Stimulation of adsorption by the SBL was strongly enhanced by N starvation only in young cultures (Table 3), but there was some stimulation in the GN0.1 culture. The stimulation value obtained for 5-day-old GN0.1 cells approaches the values we obtained before with yeast extract-mannitol medium (30), which has an approximate total N concentration of 0.3 mM and 56 mM mannitol as the main carbon source. Therefore, we can suggest that SBL stimulation of rhizobial adsorption to soybean roots requires rhizobia grown in N-starving conditions (at least at an early starvation state), in partial correlation with the CPS rhizobial content. On the other hand, a contrary effect was observed in the 14-day-old cultures, where adsorption of the N-limited ones was partially inhibited by SBL binding (Tables 2 and 3). These results were not affected by differential cell clumping, as indicated by direct microscopic observation of the cells, in agreement with our previous results (29, 30). Although different incubation times of rhizobia with SBL were used to study SBL binding and stimulation of adsorption, this result might indicate that beyond or as a consequence of SBL binding, a certain mechanism(s) operative in exponential cells only (55) activated a higher adsorption. The existence of such a mechanism is suggested by the long incubation time required for an enhanced adsorption response (30).
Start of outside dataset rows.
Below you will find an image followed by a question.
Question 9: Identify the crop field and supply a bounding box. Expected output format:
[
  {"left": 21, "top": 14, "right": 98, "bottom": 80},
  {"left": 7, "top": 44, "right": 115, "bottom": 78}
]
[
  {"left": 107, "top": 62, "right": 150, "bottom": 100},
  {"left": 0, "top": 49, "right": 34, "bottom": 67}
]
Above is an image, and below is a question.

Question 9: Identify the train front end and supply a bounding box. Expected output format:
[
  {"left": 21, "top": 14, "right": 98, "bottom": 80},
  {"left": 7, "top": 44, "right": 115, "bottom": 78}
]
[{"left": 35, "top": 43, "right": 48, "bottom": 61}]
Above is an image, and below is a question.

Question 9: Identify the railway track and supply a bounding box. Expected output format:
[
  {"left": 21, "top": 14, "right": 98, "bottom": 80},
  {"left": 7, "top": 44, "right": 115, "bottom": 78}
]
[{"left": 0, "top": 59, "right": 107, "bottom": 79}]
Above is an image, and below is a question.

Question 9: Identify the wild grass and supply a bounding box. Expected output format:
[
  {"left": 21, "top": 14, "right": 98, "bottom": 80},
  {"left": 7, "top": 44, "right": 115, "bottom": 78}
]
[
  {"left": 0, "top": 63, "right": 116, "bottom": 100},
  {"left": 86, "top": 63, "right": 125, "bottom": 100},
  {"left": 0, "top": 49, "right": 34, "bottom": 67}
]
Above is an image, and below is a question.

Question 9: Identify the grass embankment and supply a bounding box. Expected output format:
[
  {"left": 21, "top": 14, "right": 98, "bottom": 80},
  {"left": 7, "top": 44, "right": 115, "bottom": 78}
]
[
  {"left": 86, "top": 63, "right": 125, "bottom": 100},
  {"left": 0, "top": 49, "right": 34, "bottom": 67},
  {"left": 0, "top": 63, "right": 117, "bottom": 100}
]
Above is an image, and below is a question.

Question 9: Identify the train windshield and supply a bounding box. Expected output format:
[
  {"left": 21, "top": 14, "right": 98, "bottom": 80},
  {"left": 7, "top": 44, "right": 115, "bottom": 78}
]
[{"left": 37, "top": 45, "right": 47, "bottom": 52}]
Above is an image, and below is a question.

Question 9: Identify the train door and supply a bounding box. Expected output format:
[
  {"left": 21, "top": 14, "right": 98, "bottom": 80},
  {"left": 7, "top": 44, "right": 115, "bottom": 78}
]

In addition to plant lectin action on adsorption, another important preinfection event is the induction of the nod genes by root-exuded flavonoids. Induction of nodC gene expression by genistein was higher in the N-starved cultures (Table 4). This result adds to previous ones on ammonia inhibition of nodY and nodD gene expression in B. japonicum (56). On the other hand, the small nodC induction observed in the 14-day-old GN1 culture could be related to the inhibitory activity of a recently detected quorum-sensing signal molecule (G. Stacey, B. Zhang, Y. Chen, D. Xu, Y.-H. Lee, C. Bickley, D. Lohar, G. Liao, G. Copley, and J. Loh, Abstr. 13th Int. Congress Nitrogen Fixation, abstr. L36, 2001) which might not accumulate in the less dense GN0 or GN0.1 cultures.

Nodulation efficiency (Fig. 4) and competitiveness (Table 5) were also improved by N limitation. Nodulation profiles of young cultures correlated with SBL stimulation of adsorption, since the GN0 and GN0.1 cultures were the more effective and the only ones in which adhesiveness was stimulated by lectin pretreatment (Fig. 4 and Table 3). However, nodulation efficiency in 14-day-old N-limited cells was higher than in GN1-grown cells (Fig. 4), in contrast to stimulation of adsorption which was lacking in all three 14-day-old cultures (Table 3). The trend for nodulation profiles in stationary-phase cultures correlated better with EPS and CPS content (Table 2) and nodC induction (Table 4), both of which were higher in N-limited cultures. Competition for nodulation correlated well with the level of extracellular polysaccharide content and nodC induction (Tables 2, 4, and 5), the GN0 N-starved culture showing the highest response in these three traits, while the GN0.1 could compete against the GN1 culture only under a stringent competition represented by high inoculum doses. This range of competitive ability correlates with the effects of SBL in stimulating adsorption, in agreement with previous observations (30).

The results presented here indicate that rhizobial N starvation has a positive influence on the symbiosis of B. japonicum with soybean plants, through parallel effects on the EPS and CPS structure (41), nod gene induction (38), and SBL stimulation of adsorption (30), all of which resulted in increased nodulation efficiency and competitiveness.